One aspect that is necessary to creating change in the military, Arbour says, is independent oversight.

“We're struggling with sexual harassment, sexual misbehaviour, sexual violence in all kinds of workplace environments, but the military, first of all, aspires to high standards, and is a very unique environment with hierarchy and command structures,” Arbour explained.

“We have to get right into that and figure out how to bring oxygen into the system, including external oversight that works,” she added.


The issue of sexual misconduct in the military has gripped parliamentarians for the past several months after allegations against Vance and his successor Admiral Art McDonald came to light. On top of military investigations, two House of Commons committees are also studying the issue.

The Liberals are facing fresh criticism for their handling of the 2018 allegation levied against Vance when it was first reported to the defence minister through former military ombudsman Gary Walbourne.

Sajjan has denied Walbourne’s testimony that the minister refused to look at the evidence and abruptly ended the conversation without any follow-up. He says instead, he redirected the report to the appropriate authorities, which in this case was the Privy Council Office.

Questions are circulating now about what Prime Minister Justin Trudeau knew at the time after his former senior adviser told the defence committee last Friday that he and chief of staff Katie Telford were aware of a “complaint” involving Vance but didn’t recall it was understood to be sexual in nature.

Trudeau says his office wasn’t aware it was a “Me Too” allegation.

The Conservatives are expected to move a motion on Friday to call for Telford to appear before members to tell “her side of the story” within the next seven days.

Defence critic James Bezan said Thursday’s announcement by the government is an attempt to cover-up their inaction.

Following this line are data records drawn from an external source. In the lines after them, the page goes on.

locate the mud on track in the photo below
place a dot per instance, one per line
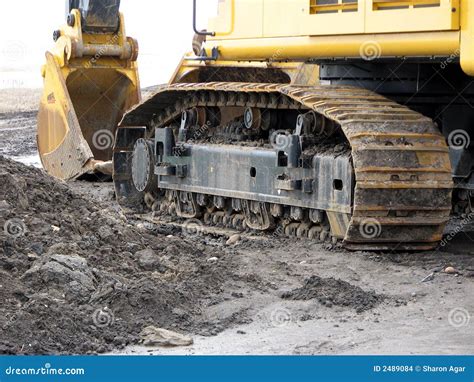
(76, 276)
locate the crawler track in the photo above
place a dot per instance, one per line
(403, 186)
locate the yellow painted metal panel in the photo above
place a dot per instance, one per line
(239, 19)
(412, 19)
(403, 44)
(285, 18)
(467, 37)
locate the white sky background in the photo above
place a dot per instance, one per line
(163, 30)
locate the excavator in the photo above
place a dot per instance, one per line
(90, 81)
(346, 121)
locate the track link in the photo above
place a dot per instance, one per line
(403, 185)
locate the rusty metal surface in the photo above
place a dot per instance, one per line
(402, 197)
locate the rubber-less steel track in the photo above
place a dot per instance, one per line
(402, 197)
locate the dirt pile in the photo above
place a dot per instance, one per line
(329, 292)
(76, 278)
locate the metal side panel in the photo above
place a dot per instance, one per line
(252, 174)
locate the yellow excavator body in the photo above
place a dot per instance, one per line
(90, 81)
(302, 29)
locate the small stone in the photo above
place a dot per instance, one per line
(233, 239)
(430, 277)
(450, 271)
(4, 205)
(32, 256)
(148, 260)
(153, 336)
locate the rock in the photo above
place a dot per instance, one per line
(69, 274)
(451, 271)
(37, 248)
(233, 239)
(148, 260)
(32, 256)
(105, 232)
(430, 277)
(153, 336)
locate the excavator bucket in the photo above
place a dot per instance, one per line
(90, 80)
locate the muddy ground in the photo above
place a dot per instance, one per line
(77, 276)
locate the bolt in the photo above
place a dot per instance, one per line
(56, 35)
(71, 20)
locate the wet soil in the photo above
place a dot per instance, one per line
(78, 277)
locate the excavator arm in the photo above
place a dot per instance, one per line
(90, 80)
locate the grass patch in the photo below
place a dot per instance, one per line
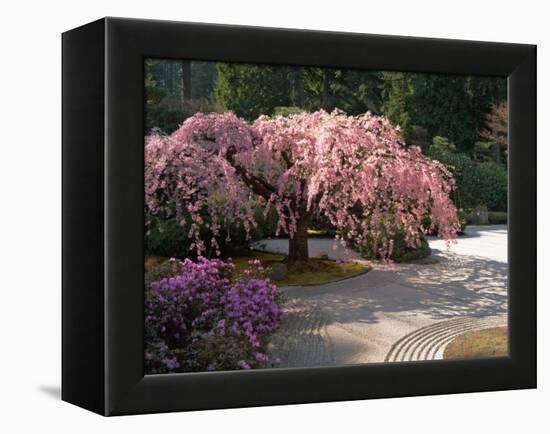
(315, 271)
(491, 342)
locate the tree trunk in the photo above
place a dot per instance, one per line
(186, 80)
(297, 245)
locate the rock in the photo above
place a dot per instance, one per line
(279, 271)
(479, 216)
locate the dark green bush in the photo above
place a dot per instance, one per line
(498, 217)
(169, 238)
(484, 183)
(492, 186)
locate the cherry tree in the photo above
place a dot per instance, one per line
(354, 170)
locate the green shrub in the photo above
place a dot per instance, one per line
(427, 223)
(484, 183)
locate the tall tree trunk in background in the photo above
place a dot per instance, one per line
(496, 152)
(325, 90)
(186, 80)
(297, 245)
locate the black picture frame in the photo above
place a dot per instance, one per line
(103, 216)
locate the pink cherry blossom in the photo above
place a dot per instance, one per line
(355, 170)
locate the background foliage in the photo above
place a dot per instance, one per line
(458, 120)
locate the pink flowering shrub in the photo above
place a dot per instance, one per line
(201, 320)
(354, 170)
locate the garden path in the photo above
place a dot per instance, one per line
(395, 312)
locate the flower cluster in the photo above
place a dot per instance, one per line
(201, 320)
(355, 170)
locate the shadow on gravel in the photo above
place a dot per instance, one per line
(457, 286)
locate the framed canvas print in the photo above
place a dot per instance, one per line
(257, 216)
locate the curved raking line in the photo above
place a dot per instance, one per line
(428, 343)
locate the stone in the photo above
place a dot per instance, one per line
(279, 271)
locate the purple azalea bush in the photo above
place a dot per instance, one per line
(200, 319)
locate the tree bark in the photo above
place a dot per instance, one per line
(186, 80)
(297, 245)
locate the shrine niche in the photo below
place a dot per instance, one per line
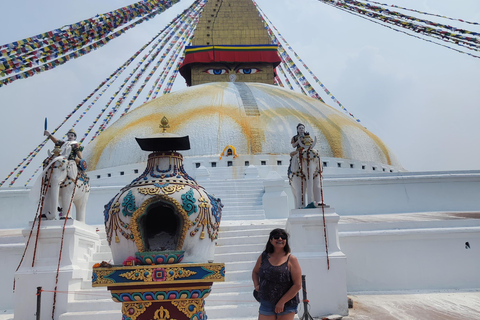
(162, 218)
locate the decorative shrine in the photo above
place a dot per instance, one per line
(162, 218)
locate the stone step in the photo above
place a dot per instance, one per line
(114, 314)
(238, 275)
(89, 293)
(239, 310)
(102, 256)
(223, 298)
(240, 265)
(101, 304)
(221, 248)
(246, 231)
(243, 217)
(250, 239)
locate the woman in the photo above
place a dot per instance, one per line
(277, 277)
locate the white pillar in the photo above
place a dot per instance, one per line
(80, 242)
(326, 288)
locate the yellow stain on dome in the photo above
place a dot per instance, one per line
(177, 121)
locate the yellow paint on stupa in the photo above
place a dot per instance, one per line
(176, 122)
(230, 22)
(215, 115)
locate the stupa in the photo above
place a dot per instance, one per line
(152, 224)
(232, 102)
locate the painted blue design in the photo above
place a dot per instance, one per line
(199, 274)
(129, 204)
(188, 202)
(216, 208)
(161, 185)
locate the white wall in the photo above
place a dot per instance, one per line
(420, 259)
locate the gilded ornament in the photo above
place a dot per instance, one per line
(158, 274)
(162, 314)
(178, 273)
(133, 310)
(139, 274)
(189, 307)
(100, 277)
(150, 191)
(216, 272)
(135, 228)
(172, 189)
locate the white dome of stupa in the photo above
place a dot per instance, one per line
(254, 118)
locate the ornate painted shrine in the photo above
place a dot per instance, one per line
(162, 218)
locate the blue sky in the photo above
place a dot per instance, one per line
(422, 100)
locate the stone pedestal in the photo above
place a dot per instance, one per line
(164, 292)
(80, 242)
(326, 288)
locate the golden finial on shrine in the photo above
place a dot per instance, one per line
(164, 124)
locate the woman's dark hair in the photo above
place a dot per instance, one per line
(269, 247)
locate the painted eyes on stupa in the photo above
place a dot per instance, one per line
(248, 70)
(220, 71)
(216, 71)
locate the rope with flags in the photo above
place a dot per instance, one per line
(288, 63)
(48, 50)
(415, 27)
(179, 26)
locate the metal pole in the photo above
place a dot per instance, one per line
(39, 302)
(306, 315)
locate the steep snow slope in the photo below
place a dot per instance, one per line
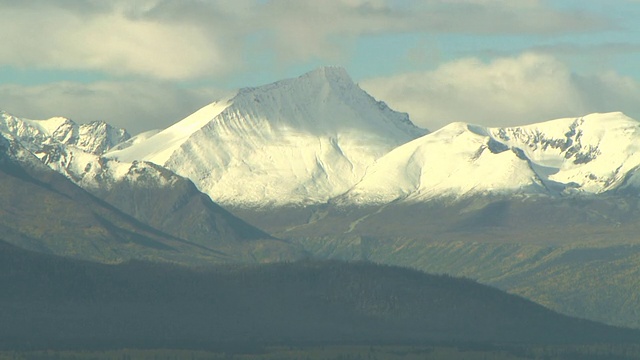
(95, 137)
(296, 141)
(456, 160)
(589, 155)
(151, 194)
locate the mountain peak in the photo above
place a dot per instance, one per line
(329, 73)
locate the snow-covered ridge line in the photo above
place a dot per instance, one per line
(297, 141)
(592, 154)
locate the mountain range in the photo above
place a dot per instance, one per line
(51, 302)
(325, 170)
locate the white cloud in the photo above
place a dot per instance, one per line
(132, 105)
(507, 91)
(186, 39)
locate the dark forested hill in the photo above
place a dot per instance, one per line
(48, 302)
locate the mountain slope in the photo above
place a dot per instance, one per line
(95, 138)
(148, 192)
(44, 211)
(144, 305)
(588, 155)
(297, 141)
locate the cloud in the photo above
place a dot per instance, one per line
(506, 91)
(189, 39)
(136, 106)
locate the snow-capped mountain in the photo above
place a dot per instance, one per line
(297, 141)
(148, 192)
(587, 155)
(95, 138)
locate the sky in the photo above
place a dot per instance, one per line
(145, 64)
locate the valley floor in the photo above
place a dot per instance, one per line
(481, 352)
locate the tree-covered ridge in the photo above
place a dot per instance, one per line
(52, 302)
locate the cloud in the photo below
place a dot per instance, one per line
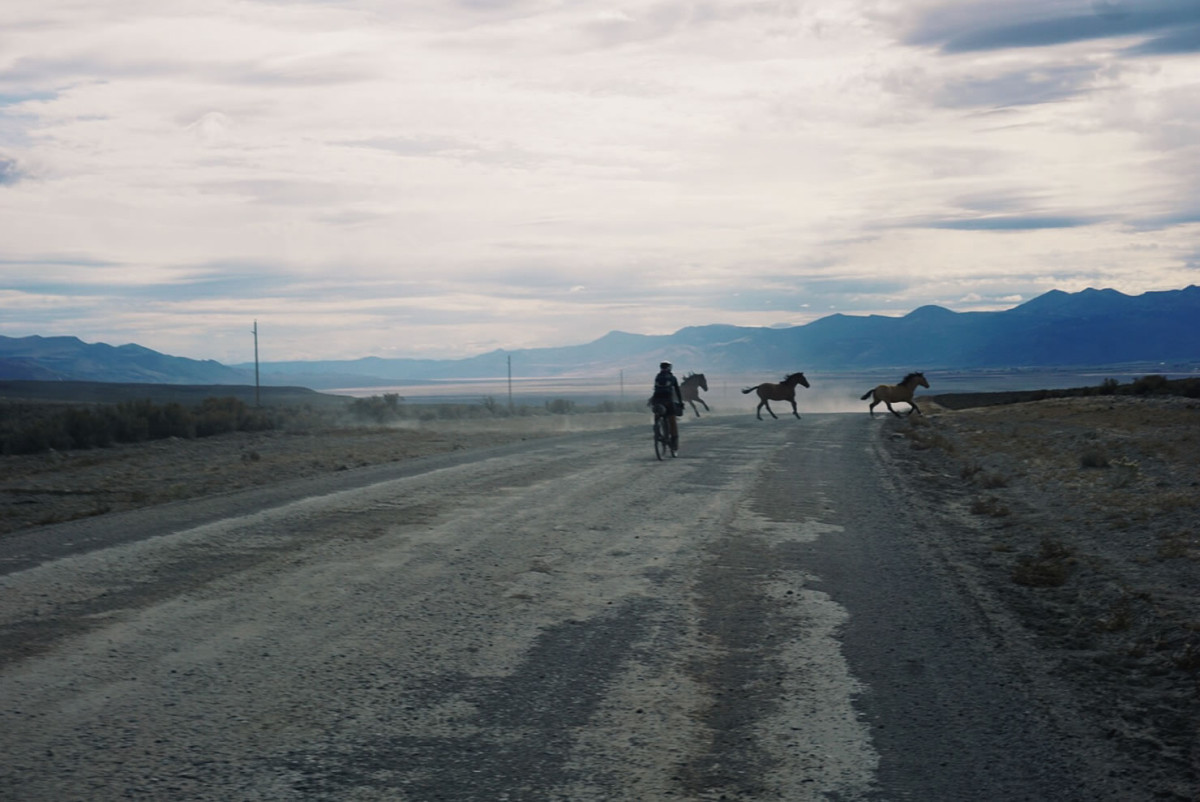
(10, 173)
(971, 27)
(1025, 87)
(1012, 222)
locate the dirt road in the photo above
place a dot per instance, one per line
(767, 616)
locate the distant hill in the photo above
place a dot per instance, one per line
(1090, 328)
(59, 359)
(1057, 329)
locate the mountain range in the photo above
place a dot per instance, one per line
(1057, 329)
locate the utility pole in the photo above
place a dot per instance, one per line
(255, 330)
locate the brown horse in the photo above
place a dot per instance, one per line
(897, 393)
(783, 391)
(690, 388)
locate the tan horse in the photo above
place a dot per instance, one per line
(892, 394)
(690, 388)
(783, 391)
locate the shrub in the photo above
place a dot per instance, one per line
(1049, 568)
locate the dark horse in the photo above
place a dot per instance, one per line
(690, 388)
(897, 393)
(783, 391)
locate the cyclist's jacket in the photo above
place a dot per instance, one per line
(666, 390)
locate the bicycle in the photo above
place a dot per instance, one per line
(663, 432)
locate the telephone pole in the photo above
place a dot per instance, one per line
(255, 330)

“For three months, the Trudeau Liberals have failed to take action. During that time, the Liberals have been misleading Canadians on their cover-up of sexual misconduct in the Canadian Armed Forces. The Trudeau Liberals have also refused to take any accountability for their failure to act on sexual misconduct allegations against General Vance three years ago,” he said in a statement to CTVNews.ca

NDP Leader Jagmeet Singh also weighed in on the news of the independent review, stating while he has a great deal of respect for Justice Arbour, a report already exists with concrete steps for change.

“We have a report the Deschamps report from 2015. The point of reports isn't to say when we're in damage control, ‘let's just launch another report.’ The goal should be what is happening to make women safe, what is being done to acknowledge the climate and the culture, which is dangerous to women in the Armed Forces and what is being done to fix it,” he said.